Dr Ko Senda talking about the Ask project. We then heard from Dr. Ko Senda who had flown in from Tokyo to share the Japan side of the Ask project with us. We heard how the work had inspired many of those who had taken part to consider what it is that makes an exciting outdoor experience for children, and how they can improve this at their own sites and through the activities they offer. There were some interesting outcomes from the research, including how many of the children without disabilities had recorded objects and things that they liked, whereas the majority of children with disabilities had focused more on how the places made them feel.

Then it was the turn of Petter Åkerblom from the Department of Urban and Rural Studies at Sveriges lantbruksuniversitet and Movium - Centre for the Urban Environment, in Sweden. Petter has been involved in extensive research in connecting people and the environment. Petter led us through a process-focused approach that tackles the barriers that can prevent people from getting more out of their environments. Petter explained that teachers can be fearful of what might happen in an outdoor class situation where they may have to learn alongside their students. He also talked about one of their campaigns in Sweden, loosely translated as “A Children’s Right to Grazes (Skrubbsår)”, which celebrates a child’s right to play in the outdoor environment.

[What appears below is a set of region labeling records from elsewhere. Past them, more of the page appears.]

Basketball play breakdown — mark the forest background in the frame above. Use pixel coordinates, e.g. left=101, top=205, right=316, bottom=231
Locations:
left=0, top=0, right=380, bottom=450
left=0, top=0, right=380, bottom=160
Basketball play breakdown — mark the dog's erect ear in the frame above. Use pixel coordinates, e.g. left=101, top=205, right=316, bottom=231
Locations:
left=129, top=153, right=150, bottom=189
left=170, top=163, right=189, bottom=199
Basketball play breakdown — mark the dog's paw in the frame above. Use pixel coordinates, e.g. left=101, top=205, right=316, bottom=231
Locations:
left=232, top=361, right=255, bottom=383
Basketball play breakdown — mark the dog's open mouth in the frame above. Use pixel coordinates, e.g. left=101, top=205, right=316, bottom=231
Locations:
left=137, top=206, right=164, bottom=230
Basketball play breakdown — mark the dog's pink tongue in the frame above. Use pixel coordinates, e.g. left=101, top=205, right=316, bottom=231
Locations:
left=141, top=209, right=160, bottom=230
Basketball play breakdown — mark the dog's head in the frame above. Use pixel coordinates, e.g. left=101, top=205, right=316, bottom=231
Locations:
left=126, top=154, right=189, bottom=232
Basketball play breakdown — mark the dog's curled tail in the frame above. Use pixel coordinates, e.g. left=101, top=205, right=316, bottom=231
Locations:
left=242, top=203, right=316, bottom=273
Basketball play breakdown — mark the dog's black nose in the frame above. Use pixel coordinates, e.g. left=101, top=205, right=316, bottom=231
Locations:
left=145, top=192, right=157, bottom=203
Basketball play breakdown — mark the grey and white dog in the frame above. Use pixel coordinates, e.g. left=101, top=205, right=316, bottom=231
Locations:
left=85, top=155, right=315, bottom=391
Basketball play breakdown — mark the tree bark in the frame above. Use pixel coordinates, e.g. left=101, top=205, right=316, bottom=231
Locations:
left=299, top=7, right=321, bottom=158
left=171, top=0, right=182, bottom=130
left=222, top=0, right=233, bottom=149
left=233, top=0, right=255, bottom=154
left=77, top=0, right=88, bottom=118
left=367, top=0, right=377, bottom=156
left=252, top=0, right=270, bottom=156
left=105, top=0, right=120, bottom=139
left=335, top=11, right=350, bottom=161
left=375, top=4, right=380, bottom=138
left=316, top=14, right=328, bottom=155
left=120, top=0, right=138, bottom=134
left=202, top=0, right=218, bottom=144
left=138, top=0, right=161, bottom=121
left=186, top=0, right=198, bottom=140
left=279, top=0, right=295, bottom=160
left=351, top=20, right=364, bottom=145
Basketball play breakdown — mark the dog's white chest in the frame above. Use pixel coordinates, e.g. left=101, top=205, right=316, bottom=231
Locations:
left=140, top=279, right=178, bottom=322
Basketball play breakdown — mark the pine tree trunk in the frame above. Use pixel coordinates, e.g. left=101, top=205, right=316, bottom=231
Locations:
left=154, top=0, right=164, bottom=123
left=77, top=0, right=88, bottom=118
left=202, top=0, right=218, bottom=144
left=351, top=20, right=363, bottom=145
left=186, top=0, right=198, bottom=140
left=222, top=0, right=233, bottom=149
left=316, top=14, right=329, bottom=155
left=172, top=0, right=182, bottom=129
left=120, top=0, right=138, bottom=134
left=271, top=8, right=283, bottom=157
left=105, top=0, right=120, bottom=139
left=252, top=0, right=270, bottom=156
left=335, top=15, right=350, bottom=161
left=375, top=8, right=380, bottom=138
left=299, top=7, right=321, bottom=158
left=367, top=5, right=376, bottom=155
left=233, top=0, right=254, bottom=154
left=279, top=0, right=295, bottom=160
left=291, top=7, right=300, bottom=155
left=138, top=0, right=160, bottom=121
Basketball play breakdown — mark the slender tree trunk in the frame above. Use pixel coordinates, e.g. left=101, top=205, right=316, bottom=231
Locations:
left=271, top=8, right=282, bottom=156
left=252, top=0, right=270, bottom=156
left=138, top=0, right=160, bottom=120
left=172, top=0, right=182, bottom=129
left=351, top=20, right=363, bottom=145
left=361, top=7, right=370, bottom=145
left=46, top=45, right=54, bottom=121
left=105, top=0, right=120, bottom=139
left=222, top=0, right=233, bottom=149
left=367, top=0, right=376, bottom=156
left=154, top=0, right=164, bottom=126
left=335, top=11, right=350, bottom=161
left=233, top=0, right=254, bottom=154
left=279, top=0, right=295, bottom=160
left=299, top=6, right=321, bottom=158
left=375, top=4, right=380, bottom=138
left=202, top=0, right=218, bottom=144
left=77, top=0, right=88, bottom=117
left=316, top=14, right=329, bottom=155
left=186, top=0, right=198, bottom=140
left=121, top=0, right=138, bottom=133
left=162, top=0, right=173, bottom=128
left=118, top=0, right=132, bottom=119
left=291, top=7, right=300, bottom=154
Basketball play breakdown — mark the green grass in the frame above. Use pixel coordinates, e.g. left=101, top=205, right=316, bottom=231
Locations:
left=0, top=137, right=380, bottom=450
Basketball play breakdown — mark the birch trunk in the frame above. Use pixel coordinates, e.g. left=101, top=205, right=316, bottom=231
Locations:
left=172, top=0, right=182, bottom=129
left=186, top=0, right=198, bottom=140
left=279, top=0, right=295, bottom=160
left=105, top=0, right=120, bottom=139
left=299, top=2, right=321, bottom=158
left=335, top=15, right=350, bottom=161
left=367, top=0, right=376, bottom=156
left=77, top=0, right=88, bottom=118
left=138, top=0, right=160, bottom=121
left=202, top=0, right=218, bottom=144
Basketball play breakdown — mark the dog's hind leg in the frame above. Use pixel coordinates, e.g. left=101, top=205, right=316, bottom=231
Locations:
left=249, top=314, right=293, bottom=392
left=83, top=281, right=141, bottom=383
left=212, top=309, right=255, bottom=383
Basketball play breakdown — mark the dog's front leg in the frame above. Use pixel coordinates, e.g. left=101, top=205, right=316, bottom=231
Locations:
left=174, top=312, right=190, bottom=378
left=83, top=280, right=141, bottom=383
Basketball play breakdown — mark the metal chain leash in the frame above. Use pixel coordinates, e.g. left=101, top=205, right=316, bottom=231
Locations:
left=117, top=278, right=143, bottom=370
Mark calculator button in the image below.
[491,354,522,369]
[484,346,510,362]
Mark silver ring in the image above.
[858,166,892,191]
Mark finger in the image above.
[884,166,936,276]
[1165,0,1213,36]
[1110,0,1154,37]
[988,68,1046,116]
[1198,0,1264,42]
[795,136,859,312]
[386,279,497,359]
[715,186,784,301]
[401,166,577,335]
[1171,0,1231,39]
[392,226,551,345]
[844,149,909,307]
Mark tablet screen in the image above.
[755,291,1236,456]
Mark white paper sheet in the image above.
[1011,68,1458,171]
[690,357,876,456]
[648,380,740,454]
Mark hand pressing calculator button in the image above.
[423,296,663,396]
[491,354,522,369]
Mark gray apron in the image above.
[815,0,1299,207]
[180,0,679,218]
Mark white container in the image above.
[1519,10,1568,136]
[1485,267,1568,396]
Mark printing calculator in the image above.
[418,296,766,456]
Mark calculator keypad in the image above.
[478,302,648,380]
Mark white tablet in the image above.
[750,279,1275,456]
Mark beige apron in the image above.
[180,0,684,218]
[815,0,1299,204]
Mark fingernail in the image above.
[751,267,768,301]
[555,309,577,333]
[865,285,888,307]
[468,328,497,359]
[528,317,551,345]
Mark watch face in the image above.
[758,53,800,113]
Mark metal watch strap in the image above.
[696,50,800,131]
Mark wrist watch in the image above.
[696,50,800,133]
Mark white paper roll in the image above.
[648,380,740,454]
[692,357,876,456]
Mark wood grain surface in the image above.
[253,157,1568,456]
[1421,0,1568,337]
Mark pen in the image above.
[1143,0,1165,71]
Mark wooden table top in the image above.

Then it was time for Dr Jo Elworthy to share all the work that has been happening in and around the Eden Project. We heard about den building in the middle of the pit, "sneaky play" opportunities where small things such as a deliberate gap in a hedge are all that are needed to invite children to play, and how play opportunity is often more about a state of mind rather than expensive plastic play structures. Eden is also starting a Big Lottery supported project that will develop new ways of nature-based play and share its findings with community groups across Cornwall.

The morning was rounded off by an inspiring talk from Susan Humphries. After developing the exemplar school grounds of Coombes School, Susan has a wealth of experience of how to work with children outdoors and ensure they have strong connections with their environment, whilst learning all the things the National Curriculum deems necessary. We heard about how we can improve our own roles as “decoders”: it is important to talk to children and young people about what they are interested in and what they need for a good experience, but it is up to us to translate that information into the necessary solutions. “Teachers give you intellectual adventures from your hair to your toenails”.

In the afternoon we all boarded the coach and headed off for Coombes School. Before we knew it we were in the playground mixed into a circle of children (who Coombes school staff refer to as teachers) having a music lesson. Rhythms were beaten out with sticks of hazel coppiced from the school grounds and the association between rhythm and literacy was explored.

Rhythm and literacy at Coombes school

Each of us was then given an individual tour of the school grounds by a student, leading us by the hand, showing us their favourite places, talking about what sort of activities they did there, and how good it is to be a part of Coombes School. This was a real highlight where we found ourselves being introduced to the school sheep, reflecting around the labyrinth, ducking under branches and rocky outcrops, or jumping into the pile of woodchips! We thanked our tour guides and headed back to the library for the final summation of the day. The room was filled with smiling faces that looked as though they knew exactly what they had to do when they returned to their individual offices.

It’s good for us to remember what it means to be playful and how the connections to nature are so important for our children. The need for children to play outside, to play freely, to indulge in so-called “risky play” (climbing trees for instance) is well documented. This conference proved that there are people doing excellent work making provision for children to do just that. What is less clear is why there isn’t more provision. Coombes School was described in the Ofsted inspection report in 2007 as “an outstanding and inspirational school... It prepares children extremely well for learning and later life.” It has been in existence for years, and yet it still shines like a beacon in a system that seems geared towards mediocrity, due process and the fear of litigation. Many of us were left wondering why, when examples such as Coombes School are so compelling, are there so few other schools willing to fight for our children’s rights to be outdoors and, indeed, many who are actively antagonistic towards the idea of children spending time learning through their environment.

Thank you to all our fantastic speakers, the incredibly welcoming Coombes School and to everyone who participated and made the day a really valuable experience. All of us here at the Sensory Trust felt the day was a huge success and the feedback we have received confirms this.